Brooklyn man sentenced to 4 years for religious divorce scheme

Moshe Goldstein, 32, was one of seven men arrested in 2013 for threatening Jewish husbands who denied their wives a divorce

Illustrative image of FBI agents (AP/Winslow Townson)
Illustrative image of FBI agents (AP/Winslow Townson)

NEW YORK — A Brooklyn man was sentenced to four years in federal prison for attempting to violently coerce a recalcitrant husband into giving a religious divorce.

Moshe Goldstein, 32, was sentenced Monday in federal court in Trenton, New Jersey, NJ.com reported. He pleaded guilty last year to committing extortion and to restraining, assaulting and injuring a man in 2011 on behalf of the man’s estranged wife.

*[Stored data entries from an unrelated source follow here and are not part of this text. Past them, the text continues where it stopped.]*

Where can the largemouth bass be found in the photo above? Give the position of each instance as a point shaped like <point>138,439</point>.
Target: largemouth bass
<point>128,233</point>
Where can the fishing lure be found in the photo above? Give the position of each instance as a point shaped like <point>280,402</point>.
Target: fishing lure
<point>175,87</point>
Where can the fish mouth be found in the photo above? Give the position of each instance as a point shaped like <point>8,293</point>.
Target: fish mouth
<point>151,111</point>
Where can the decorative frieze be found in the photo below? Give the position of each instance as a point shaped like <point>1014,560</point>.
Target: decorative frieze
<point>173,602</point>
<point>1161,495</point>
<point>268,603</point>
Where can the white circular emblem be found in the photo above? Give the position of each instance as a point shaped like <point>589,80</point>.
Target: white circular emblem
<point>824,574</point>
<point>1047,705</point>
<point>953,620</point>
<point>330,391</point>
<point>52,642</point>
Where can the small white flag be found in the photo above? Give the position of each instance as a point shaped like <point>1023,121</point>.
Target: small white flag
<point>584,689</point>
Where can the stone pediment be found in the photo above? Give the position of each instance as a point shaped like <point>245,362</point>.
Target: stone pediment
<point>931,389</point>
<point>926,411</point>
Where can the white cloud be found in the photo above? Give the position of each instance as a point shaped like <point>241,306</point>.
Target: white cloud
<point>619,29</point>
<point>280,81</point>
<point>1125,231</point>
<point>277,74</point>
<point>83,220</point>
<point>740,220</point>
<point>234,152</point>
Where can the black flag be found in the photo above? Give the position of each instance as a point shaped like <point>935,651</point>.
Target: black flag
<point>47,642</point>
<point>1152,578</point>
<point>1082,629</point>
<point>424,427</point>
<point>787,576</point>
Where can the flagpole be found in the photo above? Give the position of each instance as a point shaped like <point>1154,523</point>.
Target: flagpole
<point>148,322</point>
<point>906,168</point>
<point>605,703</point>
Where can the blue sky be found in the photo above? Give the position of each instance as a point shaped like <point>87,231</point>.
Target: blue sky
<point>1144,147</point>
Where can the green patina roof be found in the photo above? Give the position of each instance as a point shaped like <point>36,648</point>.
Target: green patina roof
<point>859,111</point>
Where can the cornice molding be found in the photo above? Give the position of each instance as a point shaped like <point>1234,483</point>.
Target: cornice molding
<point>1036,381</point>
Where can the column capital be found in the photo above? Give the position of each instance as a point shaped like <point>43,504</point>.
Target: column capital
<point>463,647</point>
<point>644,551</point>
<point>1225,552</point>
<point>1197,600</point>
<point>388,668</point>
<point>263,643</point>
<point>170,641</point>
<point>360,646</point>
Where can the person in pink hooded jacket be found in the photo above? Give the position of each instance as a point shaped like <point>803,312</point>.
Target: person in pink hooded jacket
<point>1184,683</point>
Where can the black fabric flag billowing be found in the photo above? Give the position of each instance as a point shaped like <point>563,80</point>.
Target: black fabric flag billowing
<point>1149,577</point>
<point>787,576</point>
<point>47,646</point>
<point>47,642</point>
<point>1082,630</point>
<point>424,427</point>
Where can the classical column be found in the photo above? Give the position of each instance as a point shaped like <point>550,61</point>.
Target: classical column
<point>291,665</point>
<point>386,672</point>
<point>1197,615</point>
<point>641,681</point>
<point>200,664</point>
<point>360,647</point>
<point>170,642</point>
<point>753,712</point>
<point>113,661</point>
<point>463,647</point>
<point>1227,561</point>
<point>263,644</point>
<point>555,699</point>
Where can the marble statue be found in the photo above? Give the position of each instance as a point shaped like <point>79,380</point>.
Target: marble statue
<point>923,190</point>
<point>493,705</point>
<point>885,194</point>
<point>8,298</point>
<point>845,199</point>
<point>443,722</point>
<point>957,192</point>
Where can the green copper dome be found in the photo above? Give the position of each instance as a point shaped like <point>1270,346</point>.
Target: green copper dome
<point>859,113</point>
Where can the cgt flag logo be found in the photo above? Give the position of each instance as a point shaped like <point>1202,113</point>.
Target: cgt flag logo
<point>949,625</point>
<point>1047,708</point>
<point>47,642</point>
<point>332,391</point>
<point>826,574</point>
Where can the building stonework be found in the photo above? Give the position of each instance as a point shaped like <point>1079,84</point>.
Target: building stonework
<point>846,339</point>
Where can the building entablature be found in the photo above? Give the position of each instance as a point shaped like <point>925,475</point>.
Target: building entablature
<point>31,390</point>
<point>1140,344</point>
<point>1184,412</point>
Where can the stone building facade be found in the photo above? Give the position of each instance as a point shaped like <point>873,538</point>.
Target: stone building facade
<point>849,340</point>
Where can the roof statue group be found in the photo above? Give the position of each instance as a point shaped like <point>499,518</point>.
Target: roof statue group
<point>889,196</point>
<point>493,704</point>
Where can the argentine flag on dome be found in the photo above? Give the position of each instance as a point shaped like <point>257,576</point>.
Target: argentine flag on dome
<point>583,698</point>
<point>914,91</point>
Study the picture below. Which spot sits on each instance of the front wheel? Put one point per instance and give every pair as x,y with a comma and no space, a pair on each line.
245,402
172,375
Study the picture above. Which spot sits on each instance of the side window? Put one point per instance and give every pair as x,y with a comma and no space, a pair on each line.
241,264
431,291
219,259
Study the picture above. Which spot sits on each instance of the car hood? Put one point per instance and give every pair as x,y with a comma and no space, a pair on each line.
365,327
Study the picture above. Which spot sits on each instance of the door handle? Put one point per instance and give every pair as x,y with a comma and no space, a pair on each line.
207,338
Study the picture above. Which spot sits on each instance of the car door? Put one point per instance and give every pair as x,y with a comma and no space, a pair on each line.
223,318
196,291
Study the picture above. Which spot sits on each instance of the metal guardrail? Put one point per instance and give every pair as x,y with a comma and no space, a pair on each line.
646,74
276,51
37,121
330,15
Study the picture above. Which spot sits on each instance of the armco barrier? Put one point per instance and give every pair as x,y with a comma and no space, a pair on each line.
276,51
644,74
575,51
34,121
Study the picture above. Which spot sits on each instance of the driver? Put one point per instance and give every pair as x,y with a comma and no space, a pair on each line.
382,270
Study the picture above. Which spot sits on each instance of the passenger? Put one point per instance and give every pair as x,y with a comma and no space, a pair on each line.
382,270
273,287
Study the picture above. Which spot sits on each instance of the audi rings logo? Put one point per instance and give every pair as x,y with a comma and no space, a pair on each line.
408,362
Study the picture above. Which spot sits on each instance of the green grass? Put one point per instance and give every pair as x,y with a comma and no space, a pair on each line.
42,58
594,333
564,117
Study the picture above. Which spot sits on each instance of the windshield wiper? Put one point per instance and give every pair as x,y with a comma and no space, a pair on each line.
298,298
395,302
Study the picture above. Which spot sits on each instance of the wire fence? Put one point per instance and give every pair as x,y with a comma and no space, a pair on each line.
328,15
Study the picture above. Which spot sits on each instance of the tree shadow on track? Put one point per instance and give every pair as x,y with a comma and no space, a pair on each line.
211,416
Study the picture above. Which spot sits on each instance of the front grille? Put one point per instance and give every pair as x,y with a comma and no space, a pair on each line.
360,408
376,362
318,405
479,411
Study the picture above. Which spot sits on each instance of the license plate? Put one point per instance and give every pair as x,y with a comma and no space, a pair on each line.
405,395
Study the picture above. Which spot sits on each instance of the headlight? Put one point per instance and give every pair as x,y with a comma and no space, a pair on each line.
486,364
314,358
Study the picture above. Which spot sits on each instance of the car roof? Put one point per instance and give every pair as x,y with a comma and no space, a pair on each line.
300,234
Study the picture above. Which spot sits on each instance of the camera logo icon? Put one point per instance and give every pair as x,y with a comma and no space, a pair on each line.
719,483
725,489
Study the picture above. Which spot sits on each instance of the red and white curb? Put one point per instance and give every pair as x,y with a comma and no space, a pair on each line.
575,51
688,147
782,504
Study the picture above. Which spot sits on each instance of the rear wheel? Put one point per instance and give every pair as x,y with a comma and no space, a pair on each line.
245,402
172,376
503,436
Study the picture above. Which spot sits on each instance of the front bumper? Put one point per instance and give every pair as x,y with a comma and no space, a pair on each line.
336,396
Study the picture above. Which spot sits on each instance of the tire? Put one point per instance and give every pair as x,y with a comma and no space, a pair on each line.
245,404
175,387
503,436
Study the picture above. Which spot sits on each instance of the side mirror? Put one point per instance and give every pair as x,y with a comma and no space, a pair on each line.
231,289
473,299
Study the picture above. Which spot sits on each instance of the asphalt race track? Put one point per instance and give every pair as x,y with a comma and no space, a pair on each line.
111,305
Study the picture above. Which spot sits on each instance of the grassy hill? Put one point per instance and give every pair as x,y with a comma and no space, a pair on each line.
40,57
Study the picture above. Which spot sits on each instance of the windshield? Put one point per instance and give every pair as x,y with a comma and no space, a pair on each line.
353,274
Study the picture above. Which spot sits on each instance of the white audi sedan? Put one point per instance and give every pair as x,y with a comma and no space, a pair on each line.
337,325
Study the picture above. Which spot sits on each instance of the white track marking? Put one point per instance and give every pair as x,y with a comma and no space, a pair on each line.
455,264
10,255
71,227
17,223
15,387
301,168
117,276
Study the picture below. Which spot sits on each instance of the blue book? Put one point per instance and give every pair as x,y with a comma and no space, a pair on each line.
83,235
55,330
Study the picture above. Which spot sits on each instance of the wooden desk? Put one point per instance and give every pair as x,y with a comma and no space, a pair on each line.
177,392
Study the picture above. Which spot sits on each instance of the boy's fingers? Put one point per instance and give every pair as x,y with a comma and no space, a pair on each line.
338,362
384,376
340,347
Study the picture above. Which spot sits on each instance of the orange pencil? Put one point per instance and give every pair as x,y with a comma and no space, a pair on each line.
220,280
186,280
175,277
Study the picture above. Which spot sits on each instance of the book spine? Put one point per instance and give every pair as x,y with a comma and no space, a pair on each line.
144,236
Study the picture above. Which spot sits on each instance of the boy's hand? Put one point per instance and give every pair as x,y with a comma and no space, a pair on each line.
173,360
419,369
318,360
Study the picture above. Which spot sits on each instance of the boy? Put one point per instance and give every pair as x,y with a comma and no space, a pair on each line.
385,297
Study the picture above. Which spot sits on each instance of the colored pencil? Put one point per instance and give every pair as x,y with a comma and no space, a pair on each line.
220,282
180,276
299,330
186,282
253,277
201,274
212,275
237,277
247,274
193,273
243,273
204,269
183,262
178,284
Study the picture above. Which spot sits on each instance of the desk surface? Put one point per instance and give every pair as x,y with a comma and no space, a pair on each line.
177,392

Goldstein, his brother and seven other men, including two Orthodox rabbis, were arrested in October 2013 in an FBI sting operation. He is the first of the group, which is charged with running an operation that used threats of kidnapping, beatings and stun guns to pressure recalcitrant husbands, to be sentenced.

An Orthodox woman cannot obtain a divorce without receiving a “get” from her husband. The women who are trapped in such marriages are called agunot, or “chained women.”

Rabbi Mendel Epstein was convicted of conspiracy to commit kidnapping and Rabbi Martin Wolmark pleaded guilty to conspiracy. Both will be sentenced in December, along with three other members of the group.